Des lacs asséchés, des forêts dévastées mais aussi quelques zones restaurées : dans leur atlas sur l’eau en Afrique les Nations unies se sont prêtés au jeu du avant/après. Zoom en images.
Des milliers de représentations d’animaux -girafes, antilopes, lions,...- ont été gravées sur la roche, à une époque pré-historique, en de nombreux endroits aujourd’hui désertiques. Le désert saharien était donc alors vert voici quelques milliers d’années.
Dans les déserts de l’Est, des pré-sapiens se sont installés et on laissé par endroit des centaines de pierres taillées. Il y avait donc de l’eau voici quelques dizaines de milliers d’années. Des restes fossilisés de mammifères aujourd’hui disparus ont été trouvés à proximité, dans des couches géologiques proches.

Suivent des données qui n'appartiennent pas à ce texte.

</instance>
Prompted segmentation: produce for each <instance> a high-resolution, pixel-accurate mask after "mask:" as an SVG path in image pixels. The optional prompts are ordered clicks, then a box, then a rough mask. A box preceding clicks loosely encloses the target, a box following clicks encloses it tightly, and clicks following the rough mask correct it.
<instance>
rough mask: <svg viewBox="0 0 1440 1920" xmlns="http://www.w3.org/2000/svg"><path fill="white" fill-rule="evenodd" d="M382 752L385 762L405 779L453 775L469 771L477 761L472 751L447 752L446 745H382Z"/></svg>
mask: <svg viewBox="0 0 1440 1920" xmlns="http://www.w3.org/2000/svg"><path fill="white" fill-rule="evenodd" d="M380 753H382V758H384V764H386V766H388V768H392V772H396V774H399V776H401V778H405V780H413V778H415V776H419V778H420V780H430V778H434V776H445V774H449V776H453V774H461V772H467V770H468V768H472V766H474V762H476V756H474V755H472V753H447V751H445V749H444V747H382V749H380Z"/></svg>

Des restes de dinosauriens existent dans certaines zones du Sahara. Il y avait donc de l’eau voici quelques millions d’années.

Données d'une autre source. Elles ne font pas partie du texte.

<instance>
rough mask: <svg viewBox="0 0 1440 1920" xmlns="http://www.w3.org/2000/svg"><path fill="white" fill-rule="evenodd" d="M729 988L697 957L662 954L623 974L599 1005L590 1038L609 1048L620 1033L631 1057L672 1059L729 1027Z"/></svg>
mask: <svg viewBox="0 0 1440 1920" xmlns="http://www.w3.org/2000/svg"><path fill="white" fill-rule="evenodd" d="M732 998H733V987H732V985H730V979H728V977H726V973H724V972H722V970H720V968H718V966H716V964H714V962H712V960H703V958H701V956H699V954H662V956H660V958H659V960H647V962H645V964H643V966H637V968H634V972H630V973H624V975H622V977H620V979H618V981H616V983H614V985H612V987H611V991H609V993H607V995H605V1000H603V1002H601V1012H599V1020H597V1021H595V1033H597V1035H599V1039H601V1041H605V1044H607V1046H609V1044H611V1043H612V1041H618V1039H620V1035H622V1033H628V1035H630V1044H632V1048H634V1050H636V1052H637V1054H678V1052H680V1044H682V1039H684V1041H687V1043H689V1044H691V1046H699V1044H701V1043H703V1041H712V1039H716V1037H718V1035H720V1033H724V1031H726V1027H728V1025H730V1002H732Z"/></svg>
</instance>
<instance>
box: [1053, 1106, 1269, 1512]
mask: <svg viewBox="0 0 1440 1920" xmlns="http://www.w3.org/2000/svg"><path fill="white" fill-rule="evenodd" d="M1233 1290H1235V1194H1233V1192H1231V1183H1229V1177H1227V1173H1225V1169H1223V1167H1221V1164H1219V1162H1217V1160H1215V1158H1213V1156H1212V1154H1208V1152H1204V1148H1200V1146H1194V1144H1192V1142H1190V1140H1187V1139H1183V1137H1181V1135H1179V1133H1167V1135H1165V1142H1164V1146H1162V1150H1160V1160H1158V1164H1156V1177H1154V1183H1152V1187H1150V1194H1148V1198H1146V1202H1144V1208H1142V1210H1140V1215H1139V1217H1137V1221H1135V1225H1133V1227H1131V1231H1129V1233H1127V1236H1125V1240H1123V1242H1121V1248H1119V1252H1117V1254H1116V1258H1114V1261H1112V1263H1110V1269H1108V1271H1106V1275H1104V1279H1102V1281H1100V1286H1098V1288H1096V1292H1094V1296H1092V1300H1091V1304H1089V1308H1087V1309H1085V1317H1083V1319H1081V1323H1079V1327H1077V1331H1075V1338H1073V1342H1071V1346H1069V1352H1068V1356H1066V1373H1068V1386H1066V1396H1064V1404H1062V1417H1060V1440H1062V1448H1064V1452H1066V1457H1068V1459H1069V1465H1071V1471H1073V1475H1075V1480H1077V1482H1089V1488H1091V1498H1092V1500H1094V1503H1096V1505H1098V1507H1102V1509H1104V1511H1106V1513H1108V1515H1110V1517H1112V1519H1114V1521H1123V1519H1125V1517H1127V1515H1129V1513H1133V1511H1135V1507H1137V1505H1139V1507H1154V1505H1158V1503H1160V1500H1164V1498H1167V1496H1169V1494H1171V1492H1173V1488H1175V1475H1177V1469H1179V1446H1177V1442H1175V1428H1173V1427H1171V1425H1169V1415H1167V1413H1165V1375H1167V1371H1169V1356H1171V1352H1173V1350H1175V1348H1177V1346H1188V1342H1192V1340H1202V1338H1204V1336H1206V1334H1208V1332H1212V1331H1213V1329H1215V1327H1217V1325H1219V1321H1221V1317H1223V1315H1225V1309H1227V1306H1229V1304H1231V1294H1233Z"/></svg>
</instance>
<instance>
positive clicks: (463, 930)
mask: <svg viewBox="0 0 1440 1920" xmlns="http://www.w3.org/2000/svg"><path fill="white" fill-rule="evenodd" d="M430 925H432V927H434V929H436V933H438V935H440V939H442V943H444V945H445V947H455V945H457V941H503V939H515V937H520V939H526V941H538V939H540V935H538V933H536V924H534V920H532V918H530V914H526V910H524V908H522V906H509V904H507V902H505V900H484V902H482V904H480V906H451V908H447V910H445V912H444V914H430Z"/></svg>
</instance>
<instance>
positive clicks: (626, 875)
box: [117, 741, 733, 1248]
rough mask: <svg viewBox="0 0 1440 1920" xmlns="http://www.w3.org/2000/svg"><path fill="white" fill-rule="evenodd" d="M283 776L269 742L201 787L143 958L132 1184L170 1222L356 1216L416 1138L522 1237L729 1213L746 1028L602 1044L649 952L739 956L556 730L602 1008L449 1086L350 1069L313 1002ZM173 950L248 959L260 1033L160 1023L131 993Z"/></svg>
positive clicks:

L’eau est-elle présente périodiquement dans ces zones ?
Je suppose qu’il y a des raisons identifiées qui expliqueraient ces changements climatiques ?
Dans cette hypothèse, l’assèchement actuel du sol est-il lié à certaines de ces raisons ?
Si c’était le cas, nous pourrions sans doute prévoir les grandes tendances pour les prochains millénaires... et ainsi préparer le futur, au lieu de nous contenter d’accompagner le présent à mesure qu’il se présente.